Miss Clarice sat facing me with her arms folded, resting on a substantial white painted desk. Behind her, panoramic windows looked out at the peculiar pink sky. The walls of her office were the deep blue of a moonless midnight and looked lush, like velvet to me. Even the ceiling was blue. All it needed were some yellow stars.
“Come in, Macy, we have been waiting for you. Please have a seat.”
She motioned to an oversized white velvet armchair that faced her desk. I was so nervous that I felt as if I was walking in slow motion as I made my way to the chair and sat up straight as I had been taught to do. I waited for her to speak. Miss Clarice was a patrician blonde, with hair straight and shiny, kind brown eyes, and the longest black eyelashes I had ever seen. She smiled at me with jarringly white teeth. I couldn’t help but like her immediately, not just because she was so pretty, but also because her voice was calming and soothed my nerves.
“Well Macy,” she began, “I can imagine you have a lot of questions for me. It’s only natural. First off, let me assure you that you are in a safe place, but that you are not dreaming or imagining your experiences here.”
“Am I dead from the splinter?”
“No, you are not dead. Your body is right where you left it; you are nicely sedated, in a holding place. Suffice it to say that there are many levels of awareness in our worlds. You have been taken out of one level and brought here, merely a parallel level, on purpose. It is a benevolent world, although, as a word of warning, it may not always seem so.”
“You said on purpose. What for?”
“You are here because your stats are bad,” she said, taking a white file folder with a large C in the middle of it from a stack on her desk and pulling out a sheet to study.
“Yes, you have been pinging steadily for a long time. It was time to tip here.”
“What do you mean pinging?”
“It’s the sound your fear makes in the universe,” she replied in all seriousness. “Yes, here are your specifics. A bright girl, prone to, hmm, yes, typical, yes, well we’ve seen that before, hmm….” She continued reading, though silently.

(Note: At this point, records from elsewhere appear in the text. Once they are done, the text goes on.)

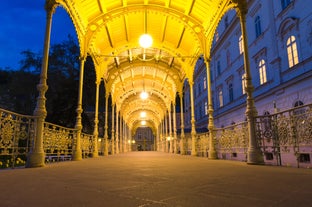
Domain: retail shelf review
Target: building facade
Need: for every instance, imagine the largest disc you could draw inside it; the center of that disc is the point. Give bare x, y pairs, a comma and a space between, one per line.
280, 52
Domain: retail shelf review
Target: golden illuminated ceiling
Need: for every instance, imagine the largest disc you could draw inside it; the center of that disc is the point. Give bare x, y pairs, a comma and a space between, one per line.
109, 30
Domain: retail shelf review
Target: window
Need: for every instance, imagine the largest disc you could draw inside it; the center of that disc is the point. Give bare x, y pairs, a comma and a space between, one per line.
292, 51
262, 72
241, 45
304, 157
228, 58
231, 92
219, 68
217, 36
268, 155
244, 83
226, 22
299, 111
285, 3
258, 26
267, 124
220, 98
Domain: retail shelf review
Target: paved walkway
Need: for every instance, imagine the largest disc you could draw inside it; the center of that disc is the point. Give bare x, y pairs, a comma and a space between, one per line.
142, 179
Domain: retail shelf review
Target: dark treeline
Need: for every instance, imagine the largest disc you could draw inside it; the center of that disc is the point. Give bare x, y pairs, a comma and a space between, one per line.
18, 90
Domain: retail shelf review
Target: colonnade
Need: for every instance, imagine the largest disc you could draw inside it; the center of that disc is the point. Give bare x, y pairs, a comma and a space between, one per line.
120, 131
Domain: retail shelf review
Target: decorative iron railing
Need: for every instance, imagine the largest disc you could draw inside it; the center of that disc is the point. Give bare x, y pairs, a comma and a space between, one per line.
16, 132
58, 142
286, 137
232, 141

I had nothing to do but wait. She looked up.
“Sorry, I didn’t mean to ignore you. I was just re-reading your report. Here’s what went through your head in the last few hours:
“Subject exhibits generalized fears on a daily basis. Specifics include persistent paranoia that giraffe will come alive and munch her, including bones; fear of ice cream trucks, strangers who say hello, bridges, predators driving box vans…. Well, it goes on, but that’s a start.”
Weird. She knew my thoughts. “How do you know that?”
“It’s our business to know.”
“Why do you care? Is that bad?”
“Not necessarily, when the ratios are right. Everyone feels fear; it’s a gift from the universe to keep our species from extinction. Fear keeps us from hurting ourselves when the danger is real. But you will not be a child for much longer, and to be pinging this much at your age is a warning signal. We know it is time to act.”